BOSTON — In low-income Latino patients with type 2 diabetes who took part in a diabetes education program that was specifically designed for them, those with "food insecurity" — a belief that they could not access adequate food to feed their families — reported eating fewer healthy vegetables at their main meal and had worse initial glycemic control than their peers.
Strikingly, in this patient population, HbA1c levels were 9.9% in those with food insecurity vs 7.6 % in those without food insecurity (P < .001) at the beginning of the educational program.

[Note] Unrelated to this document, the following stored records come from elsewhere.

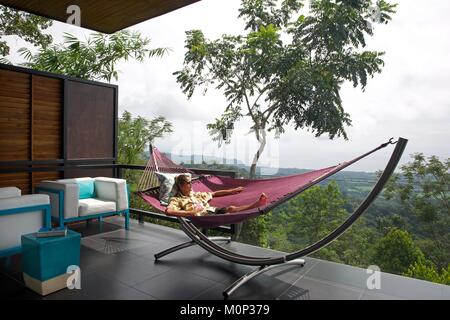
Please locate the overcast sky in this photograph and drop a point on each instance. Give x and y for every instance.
(410, 98)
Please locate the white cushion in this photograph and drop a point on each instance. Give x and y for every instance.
(91, 206)
(112, 189)
(10, 192)
(71, 191)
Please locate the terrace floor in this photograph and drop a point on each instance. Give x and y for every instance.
(119, 264)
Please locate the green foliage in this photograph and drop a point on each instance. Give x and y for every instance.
(428, 272)
(396, 251)
(136, 133)
(315, 212)
(288, 68)
(93, 59)
(424, 189)
(23, 25)
(255, 231)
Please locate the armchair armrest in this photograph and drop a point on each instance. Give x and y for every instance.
(113, 190)
(28, 200)
(68, 190)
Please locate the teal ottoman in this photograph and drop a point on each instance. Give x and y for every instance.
(45, 261)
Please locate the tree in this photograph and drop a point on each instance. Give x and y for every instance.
(424, 189)
(288, 68)
(396, 251)
(94, 59)
(316, 212)
(24, 25)
(427, 271)
(135, 133)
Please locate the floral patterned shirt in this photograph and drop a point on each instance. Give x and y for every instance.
(188, 203)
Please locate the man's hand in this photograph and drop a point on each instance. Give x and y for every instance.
(198, 209)
(237, 190)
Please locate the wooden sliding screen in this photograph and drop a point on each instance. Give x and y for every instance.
(52, 120)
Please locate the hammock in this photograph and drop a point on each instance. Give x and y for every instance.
(278, 189)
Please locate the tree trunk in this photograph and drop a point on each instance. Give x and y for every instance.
(261, 137)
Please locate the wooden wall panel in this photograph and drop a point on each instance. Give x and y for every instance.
(20, 180)
(90, 121)
(47, 124)
(32, 111)
(14, 116)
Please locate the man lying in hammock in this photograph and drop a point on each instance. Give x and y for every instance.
(186, 202)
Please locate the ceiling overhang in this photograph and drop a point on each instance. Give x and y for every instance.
(106, 16)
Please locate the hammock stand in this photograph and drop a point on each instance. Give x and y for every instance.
(190, 224)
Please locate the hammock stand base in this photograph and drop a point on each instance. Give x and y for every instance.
(266, 263)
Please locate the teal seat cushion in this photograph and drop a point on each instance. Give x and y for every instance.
(86, 189)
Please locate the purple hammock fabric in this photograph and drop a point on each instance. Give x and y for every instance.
(276, 189)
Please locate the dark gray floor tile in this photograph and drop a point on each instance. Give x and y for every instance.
(375, 295)
(97, 286)
(325, 290)
(175, 285)
(134, 271)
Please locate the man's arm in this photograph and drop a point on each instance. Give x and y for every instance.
(182, 213)
(220, 193)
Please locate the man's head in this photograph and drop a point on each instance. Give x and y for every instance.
(183, 183)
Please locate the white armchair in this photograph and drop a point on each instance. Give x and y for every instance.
(86, 198)
(20, 215)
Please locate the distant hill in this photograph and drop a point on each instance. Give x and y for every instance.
(355, 177)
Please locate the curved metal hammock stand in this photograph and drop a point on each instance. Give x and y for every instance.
(267, 263)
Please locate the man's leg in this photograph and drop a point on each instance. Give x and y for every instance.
(259, 203)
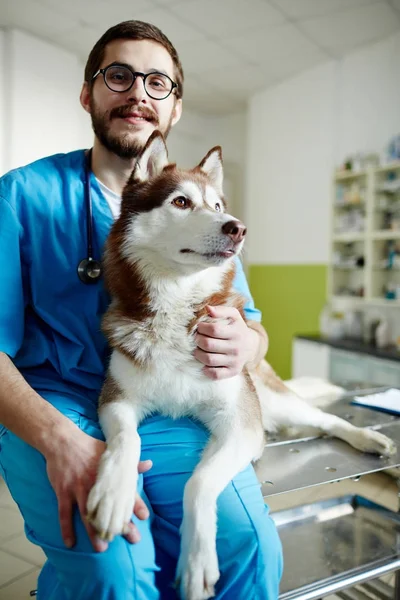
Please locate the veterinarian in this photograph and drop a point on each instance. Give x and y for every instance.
(53, 357)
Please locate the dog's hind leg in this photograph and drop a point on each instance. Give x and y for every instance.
(284, 409)
(225, 455)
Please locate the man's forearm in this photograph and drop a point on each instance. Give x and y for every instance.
(260, 344)
(27, 414)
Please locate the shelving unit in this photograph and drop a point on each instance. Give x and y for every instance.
(358, 271)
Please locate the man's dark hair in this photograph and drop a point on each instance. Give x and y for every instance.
(133, 30)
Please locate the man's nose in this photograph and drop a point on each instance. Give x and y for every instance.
(235, 230)
(137, 92)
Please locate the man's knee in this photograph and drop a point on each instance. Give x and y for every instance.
(249, 549)
(121, 573)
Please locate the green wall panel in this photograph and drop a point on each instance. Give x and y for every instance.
(291, 298)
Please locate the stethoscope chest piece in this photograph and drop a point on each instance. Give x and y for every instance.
(89, 270)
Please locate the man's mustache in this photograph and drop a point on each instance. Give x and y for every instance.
(121, 112)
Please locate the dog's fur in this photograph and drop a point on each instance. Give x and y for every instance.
(167, 259)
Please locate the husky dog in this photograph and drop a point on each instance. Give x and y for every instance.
(169, 256)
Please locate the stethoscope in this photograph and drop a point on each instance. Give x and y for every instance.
(89, 269)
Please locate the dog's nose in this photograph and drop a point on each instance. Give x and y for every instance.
(235, 229)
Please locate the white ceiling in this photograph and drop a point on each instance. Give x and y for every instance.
(229, 48)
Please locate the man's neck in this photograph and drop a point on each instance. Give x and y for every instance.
(110, 169)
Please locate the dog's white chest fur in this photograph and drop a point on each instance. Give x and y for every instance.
(164, 373)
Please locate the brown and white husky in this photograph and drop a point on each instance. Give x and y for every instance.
(171, 254)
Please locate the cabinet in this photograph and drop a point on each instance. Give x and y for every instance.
(365, 238)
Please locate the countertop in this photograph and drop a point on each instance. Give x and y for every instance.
(390, 353)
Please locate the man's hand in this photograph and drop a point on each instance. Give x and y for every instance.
(71, 467)
(224, 348)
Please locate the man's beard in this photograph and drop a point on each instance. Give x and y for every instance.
(122, 145)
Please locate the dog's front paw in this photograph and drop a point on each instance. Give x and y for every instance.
(111, 500)
(369, 440)
(197, 571)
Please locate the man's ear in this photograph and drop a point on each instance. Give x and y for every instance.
(212, 166)
(152, 160)
(177, 112)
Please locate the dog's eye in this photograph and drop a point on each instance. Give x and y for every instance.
(181, 202)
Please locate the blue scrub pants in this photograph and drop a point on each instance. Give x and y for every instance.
(248, 546)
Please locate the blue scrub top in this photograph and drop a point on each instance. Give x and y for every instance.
(50, 320)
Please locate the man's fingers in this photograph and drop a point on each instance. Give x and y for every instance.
(214, 345)
(211, 360)
(144, 466)
(223, 312)
(131, 533)
(65, 509)
(219, 331)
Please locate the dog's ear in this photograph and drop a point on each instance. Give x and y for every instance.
(152, 160)
(212, 166)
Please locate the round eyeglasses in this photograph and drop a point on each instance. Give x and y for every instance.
(119, 78)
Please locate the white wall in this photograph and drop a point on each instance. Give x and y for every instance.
(43, 111)
(298, 132)
(40, 113)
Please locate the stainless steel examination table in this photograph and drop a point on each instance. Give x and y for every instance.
(340, 546)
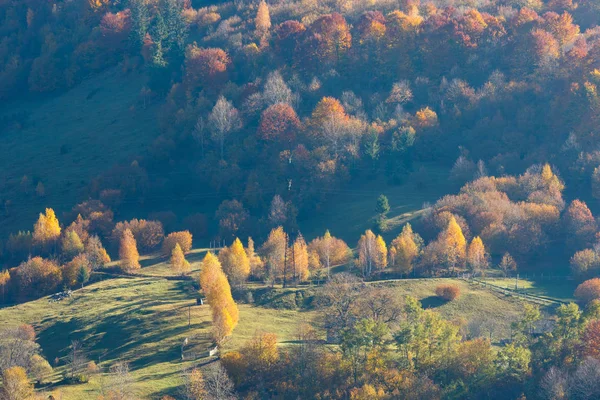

Thus, "food insecurity" is another factor that diabetes educators and clinicians should be aware of when they advise low-income patients from minority groups about managing their diabetes, Britt Rotberg, MS, RDN, assistant director of the Emory Latino Diabetes Education Program, from Emory School of Medicine, Atlanta, Georgia, said, reporting results of this study at a press conference at the American Diabetes Association (ADA) 2015 Scientific Sessions. The study was also presented at the ADA Presidents' Oral Session.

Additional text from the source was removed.